The more stereotyped is the collective consciousness, the more simple are the customs and beliefs, the less a person must be developed. Conversely, the more complex and vague are the rules of behavior, the more individual reflection is required in order to apply general rules to particular cases. With the social progress, the average degree of both intensity and certainty of the collective consciousness, according to Durkheim, is decreasing. If earlier the collective consciousness regulated all spheres of the social life, then later it plays a smaller and smaller role. If in the early stages the authority of the family head was considered a public duty, then, in ancient Rome, the respect for the father became a private matter for everyone. The society as a whole was no longer interested in this.

Durkheim suggests that when the family life has changed from house to house, family feelings have lost their monotony and certainty. From the collective life, a private life as a new sphere is gradually emerging. In the developed type of the modern society, the inviolability of the private life is guaranteed by all its institutions. On the contrary, in less developed societies, especially totalitarian societies, the private lives of individuals are not protected from the violence of the collective system.

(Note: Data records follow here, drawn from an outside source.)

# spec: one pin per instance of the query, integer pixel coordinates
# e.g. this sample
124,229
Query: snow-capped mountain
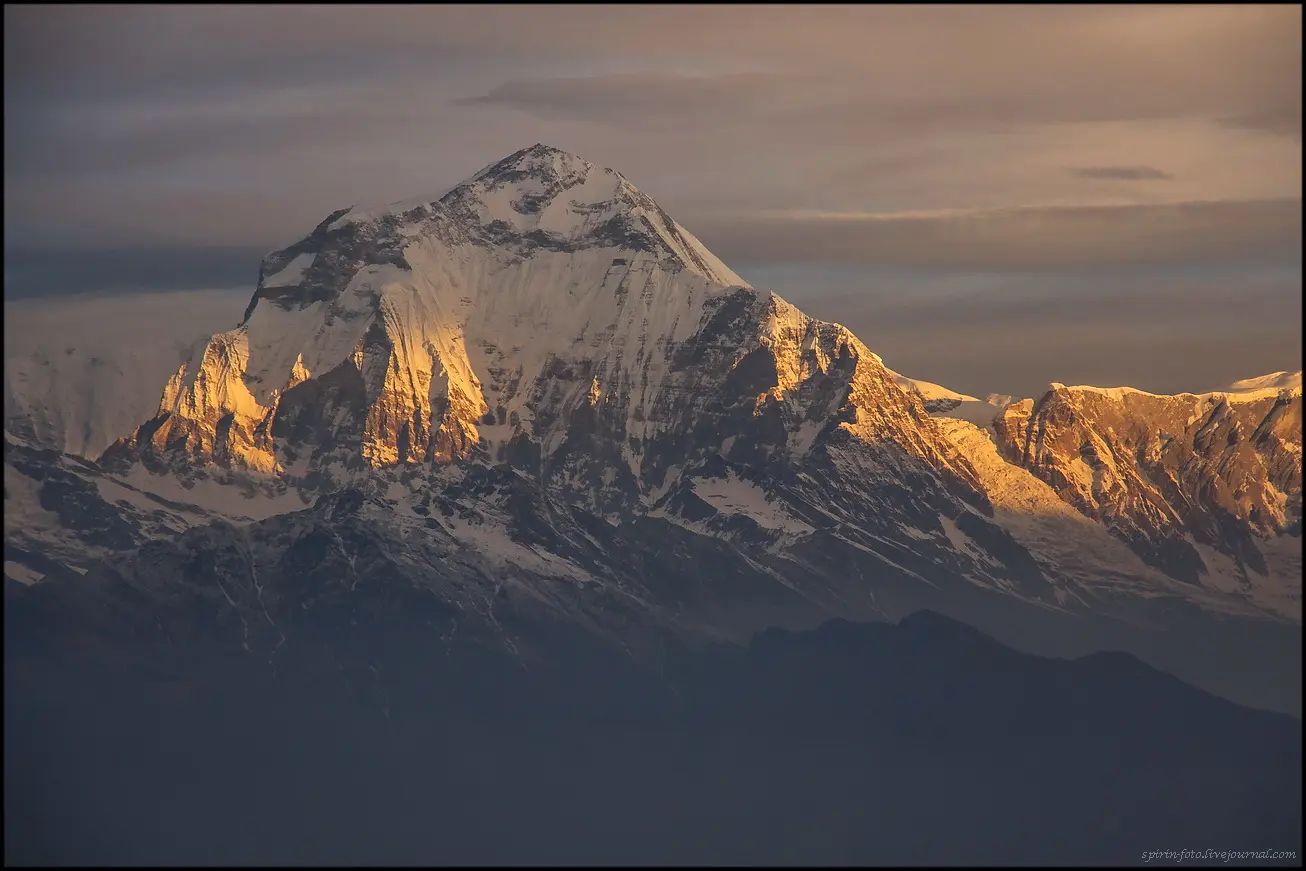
538,393
81,372
1173,475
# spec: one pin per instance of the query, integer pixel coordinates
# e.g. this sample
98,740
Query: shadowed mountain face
920,742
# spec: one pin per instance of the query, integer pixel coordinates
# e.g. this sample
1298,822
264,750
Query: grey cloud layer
243,124
1020,239
1123,173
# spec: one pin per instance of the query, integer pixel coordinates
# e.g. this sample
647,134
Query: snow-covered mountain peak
536,200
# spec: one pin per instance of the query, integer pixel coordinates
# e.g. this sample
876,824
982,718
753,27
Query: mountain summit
543,314
537,401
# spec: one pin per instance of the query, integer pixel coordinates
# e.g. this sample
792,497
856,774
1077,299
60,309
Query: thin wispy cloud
1123,173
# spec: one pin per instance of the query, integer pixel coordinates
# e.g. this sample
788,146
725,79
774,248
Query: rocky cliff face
1169,473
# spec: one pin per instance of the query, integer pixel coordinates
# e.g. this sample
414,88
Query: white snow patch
733,495
21,573
225,499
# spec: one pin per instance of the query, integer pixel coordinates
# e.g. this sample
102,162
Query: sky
991,197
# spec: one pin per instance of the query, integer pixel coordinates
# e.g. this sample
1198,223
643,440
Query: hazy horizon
990,197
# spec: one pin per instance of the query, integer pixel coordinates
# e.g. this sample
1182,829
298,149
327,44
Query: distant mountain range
506,481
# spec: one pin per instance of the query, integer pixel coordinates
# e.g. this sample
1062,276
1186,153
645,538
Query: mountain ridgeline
496,489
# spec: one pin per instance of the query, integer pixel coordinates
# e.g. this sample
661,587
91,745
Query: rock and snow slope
1172,474
540,387
81,372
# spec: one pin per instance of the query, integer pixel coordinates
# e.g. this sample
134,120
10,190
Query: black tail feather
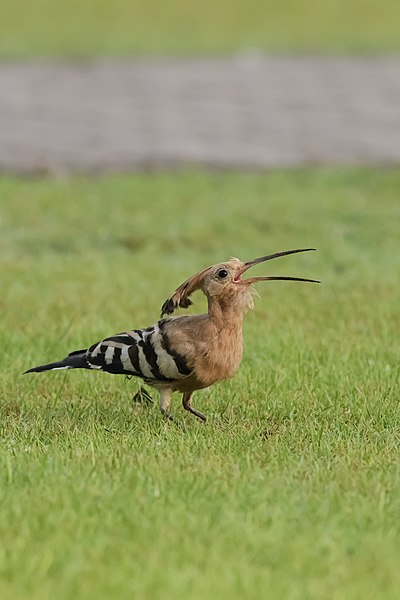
75,360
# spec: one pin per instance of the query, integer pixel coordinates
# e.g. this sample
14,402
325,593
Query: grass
292,489
89,28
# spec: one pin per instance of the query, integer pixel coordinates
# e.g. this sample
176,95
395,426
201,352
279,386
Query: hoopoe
183,353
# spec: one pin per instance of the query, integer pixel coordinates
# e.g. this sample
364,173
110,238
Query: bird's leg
165,403
186,402
141,395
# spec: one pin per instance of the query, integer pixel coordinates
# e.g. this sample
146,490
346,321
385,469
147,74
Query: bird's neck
225,313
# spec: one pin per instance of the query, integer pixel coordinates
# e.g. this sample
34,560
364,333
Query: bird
184,353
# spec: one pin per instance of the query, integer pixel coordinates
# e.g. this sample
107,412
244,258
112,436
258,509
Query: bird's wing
145,353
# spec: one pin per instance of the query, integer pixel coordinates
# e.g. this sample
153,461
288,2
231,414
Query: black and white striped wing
144,353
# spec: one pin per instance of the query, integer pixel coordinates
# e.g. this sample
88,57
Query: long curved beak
247,265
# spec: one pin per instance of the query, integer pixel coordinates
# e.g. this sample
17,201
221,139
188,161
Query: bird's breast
221,358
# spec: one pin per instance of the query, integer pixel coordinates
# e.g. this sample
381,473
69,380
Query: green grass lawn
292,488
91,27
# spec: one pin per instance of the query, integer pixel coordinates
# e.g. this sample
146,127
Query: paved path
247,111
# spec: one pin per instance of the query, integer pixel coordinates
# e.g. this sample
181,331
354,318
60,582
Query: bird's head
225,281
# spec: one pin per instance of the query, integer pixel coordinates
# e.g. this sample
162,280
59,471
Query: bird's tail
75,360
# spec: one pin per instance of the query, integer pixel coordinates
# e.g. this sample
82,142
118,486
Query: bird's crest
181,297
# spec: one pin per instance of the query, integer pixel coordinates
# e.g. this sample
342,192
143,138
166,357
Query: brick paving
249,111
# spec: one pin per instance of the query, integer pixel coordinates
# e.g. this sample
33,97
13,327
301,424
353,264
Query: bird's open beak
256,261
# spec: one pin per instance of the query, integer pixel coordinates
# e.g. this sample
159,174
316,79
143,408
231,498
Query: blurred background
96,86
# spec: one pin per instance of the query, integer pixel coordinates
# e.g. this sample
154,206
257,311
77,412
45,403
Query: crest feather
181,297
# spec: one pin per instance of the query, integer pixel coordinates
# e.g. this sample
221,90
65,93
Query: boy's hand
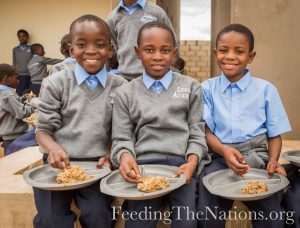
58,158
236,161
129,169
104,161
188,168
275,167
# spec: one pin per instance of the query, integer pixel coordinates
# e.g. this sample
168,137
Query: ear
251,56
137,51
215,52
175,51
70,46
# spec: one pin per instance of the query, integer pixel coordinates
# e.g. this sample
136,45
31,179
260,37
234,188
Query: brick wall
197,57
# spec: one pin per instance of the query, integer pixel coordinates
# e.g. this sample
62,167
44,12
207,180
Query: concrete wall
45,22
275,24
197,57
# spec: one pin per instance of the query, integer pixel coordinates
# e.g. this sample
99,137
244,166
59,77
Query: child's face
232,54
156,51
90,46
23,38
12,81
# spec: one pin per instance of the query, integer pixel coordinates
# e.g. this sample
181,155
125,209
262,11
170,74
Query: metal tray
44,176
293,157
227,184
115,185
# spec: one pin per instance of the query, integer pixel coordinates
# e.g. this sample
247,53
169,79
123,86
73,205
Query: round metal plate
44,176
293,157
227,184
115,185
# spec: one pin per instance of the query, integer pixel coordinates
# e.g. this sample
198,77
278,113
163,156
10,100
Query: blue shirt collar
241,84
140,3
4,87
165,80
81,75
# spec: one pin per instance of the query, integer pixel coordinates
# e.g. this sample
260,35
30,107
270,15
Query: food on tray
153,183
72,174
31,118
254,187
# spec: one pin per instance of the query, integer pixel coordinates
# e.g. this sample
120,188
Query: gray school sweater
78,118
21,59
12,111
150,125
38,67
124,29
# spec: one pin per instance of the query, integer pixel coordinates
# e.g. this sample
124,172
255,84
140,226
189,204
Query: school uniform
243,115
160,122
76,109
12,113
21,58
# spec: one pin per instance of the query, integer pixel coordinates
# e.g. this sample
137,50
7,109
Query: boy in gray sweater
38,66
157,119
125,22
74,123
12,110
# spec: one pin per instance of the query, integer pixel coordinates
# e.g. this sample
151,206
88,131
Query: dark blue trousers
181,203
24,83
54,208
270,207
292,198
5,145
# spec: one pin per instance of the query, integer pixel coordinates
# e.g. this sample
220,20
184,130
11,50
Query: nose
157,55
230,54
91,49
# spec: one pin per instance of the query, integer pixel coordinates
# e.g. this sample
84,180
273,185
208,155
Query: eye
80,45
149,50
166,51
100,45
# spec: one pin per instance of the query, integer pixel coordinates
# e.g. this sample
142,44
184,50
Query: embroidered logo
112,95
181,93
148,18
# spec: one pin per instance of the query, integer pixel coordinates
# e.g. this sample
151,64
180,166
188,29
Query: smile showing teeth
91,60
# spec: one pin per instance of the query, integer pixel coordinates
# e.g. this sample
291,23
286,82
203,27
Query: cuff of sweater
195,149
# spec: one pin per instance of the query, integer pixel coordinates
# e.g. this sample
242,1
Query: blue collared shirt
151,83
236,112
139,3
4,87
81,75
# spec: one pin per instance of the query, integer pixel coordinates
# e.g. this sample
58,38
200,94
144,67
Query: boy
74,123
156,120
244,120
125,22
38,66
12,110
21,58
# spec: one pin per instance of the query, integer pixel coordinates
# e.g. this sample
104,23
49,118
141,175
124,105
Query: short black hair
23,31
90,18
156,24
7,70
242,29
35,47
64,45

The division of the labor brings diversity, and the more it is, the stronger is the people’s desire for unity and exchange. The symbol of exchange is the agreement as its legal form. The exchange assumes that two people take free obligations on themselves. This is the basis for both cooperation and interaction. To co-operate means to share a common occupation among people. The buyer’s contract with the seller or the entrepreneur with the worker is a form of a social interaction. Their relationship is governed by the rights and laws on which the social institutions of society are based.

Durkheim was less attracted by the analysis of the continuous line of evolution in the human society from ancient to modern times and the construction of global metaphysical patterns in the history. He liked the historical-comparative method, which is now called the comparativistics.